Капитан Эдвардес нажал на воображаемый спусковой крючок.
— Боже милостивый! — У Дика кусок встал в горле, он уронил вилку.
Капитан Эдвардес вздохнул.
— Мне самому это не по душе, но это наш долг. И особенно жалеть его не стоит. Он бандит — а это значит, что он убивал и пытал черт знает сколько невинных людей.
Дик сидел молча, и вспоминались ему все читанные миссионерские рассказы о китайских пытках. Неужели этот порядочный на вид кочегар занимался такими делами? Поджаривал младенцев? Срезал старикам веки и закапывал по шею в песок? Или та, с муравьями (он не помнил точно, как ее делают)?
Может быть, и да. По лицу азиата не поймешь, плохой он человек или нет, — не то что с англичанином.
Но какой же он легкий — килограммов сорок пять, не больше.
— Вы из-за него не огорчайтесь, мистер Уотчетт, — вмешался Макдональд. — Для китайца расстрел — ерунда. Они смерти не так боятся, как белый человек. У них в теле меньше нервов, чем у белого человека, — это научный факт; они не чувствуют боли. Они ближе к животным, чем к человеку!

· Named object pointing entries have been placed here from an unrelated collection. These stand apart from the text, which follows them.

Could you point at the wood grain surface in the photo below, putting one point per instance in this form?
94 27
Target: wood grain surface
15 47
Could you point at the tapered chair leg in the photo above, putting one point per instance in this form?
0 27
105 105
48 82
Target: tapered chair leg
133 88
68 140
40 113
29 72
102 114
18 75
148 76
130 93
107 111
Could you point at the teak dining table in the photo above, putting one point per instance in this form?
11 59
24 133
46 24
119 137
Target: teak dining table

Мистер Макдональд встал, вышел на палубу и направился к разгромленной ютовой надстройке.
После откачки кормового трюма корма несколько поднялась, но с нижнего борта море казалось совсем близким. Прислонясь к поручню, мистер Макдональд глядел на море. Небо было густо усыпано звездами, и яркими, и едва заметными.
Мерцала вода, населенная их бледными зыбкими двойниками. За кормой, на острове, оставшемся позади, наконец мелькнул белый огонек.

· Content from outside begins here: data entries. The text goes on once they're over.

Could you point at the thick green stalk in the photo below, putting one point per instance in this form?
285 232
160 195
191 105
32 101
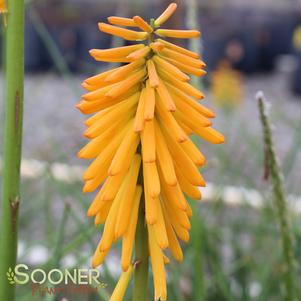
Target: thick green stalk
199 293
280 202
141 249
14 63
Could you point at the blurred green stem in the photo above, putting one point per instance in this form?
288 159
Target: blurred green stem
272 169
14 62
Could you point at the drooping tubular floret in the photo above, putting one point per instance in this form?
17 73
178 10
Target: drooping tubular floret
144 114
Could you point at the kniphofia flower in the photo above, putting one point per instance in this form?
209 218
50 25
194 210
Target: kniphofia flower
3 7
144 114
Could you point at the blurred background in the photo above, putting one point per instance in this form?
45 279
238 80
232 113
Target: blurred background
234 252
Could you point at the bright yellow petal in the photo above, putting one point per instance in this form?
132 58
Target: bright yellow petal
152 74
160 229
121 21
138 54
124 71
165 66
149 106
127 148
126 204
126 84
182 58
142 24
186 68
174 244
122 109
165 97
185 87
129 237
120 289
157 260
108 235
189 189
178 94
139 118
168 119
116 52
164 158
148 142
182 160
150 173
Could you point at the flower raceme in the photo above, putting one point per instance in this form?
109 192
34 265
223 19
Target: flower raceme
143 157
3 7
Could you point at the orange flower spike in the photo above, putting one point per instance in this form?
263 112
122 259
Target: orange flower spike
166 14
170 68
142 24
157 46
3 10
144 112
119 21
178 48
149 109
126 34
152 74
181 34
138 54
115 53
121 72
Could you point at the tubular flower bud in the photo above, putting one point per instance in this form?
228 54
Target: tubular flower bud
3 7
144 114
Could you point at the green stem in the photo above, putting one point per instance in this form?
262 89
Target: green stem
272 169
141 249
12 143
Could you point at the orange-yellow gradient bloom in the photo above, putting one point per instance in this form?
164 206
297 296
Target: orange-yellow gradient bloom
3 7
143 115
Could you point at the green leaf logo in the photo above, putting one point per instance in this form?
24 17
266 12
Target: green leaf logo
10 276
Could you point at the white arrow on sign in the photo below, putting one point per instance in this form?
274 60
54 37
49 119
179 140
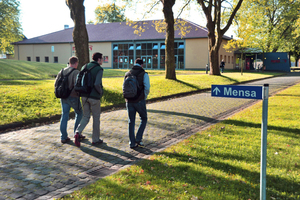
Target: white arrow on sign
216 90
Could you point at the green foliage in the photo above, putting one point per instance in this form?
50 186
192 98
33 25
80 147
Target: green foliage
10 27
222 162
110 13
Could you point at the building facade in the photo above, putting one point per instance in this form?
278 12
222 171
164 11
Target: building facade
120 46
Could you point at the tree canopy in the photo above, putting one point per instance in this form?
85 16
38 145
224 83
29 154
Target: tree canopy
10 27
269 25
110 13
80 35
217 25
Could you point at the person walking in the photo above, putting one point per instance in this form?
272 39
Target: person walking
91 102
73 101
138 104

Фосфоресцирующая вода струилась вдоль борта, словно река.
Как же он ненавидел воду! Ненавидел, как человека. Но теперь она ему не страшна, на этот раз она его не получила. И мистер Макдональд поклялся себе, что больше не предоставит ей такой возможности. Он уйдет на покой. Правда, он собирался подождать еще года два. Но эти дни состарили его больше чем на два года. И у него отложены в банке кое-какие деньги: на жизнь хватит. Конечно, дети еще учатся. Но если Джин хочет кончить среднюю школу, пусть заработает стипендию, как он в свое время. Он заслужил отдых.
Он повернулся спиной к ненавистному морю и уселся на поручень, как мальчишка. Стал думать о райской жизни, которая ждет его после моря. Стриженые кусты, чисто выметенная дорожка между ними. Там, в Глостершире? Да, от моря далеко. Но, может быть, он вернется на родину, в Думбартоншир.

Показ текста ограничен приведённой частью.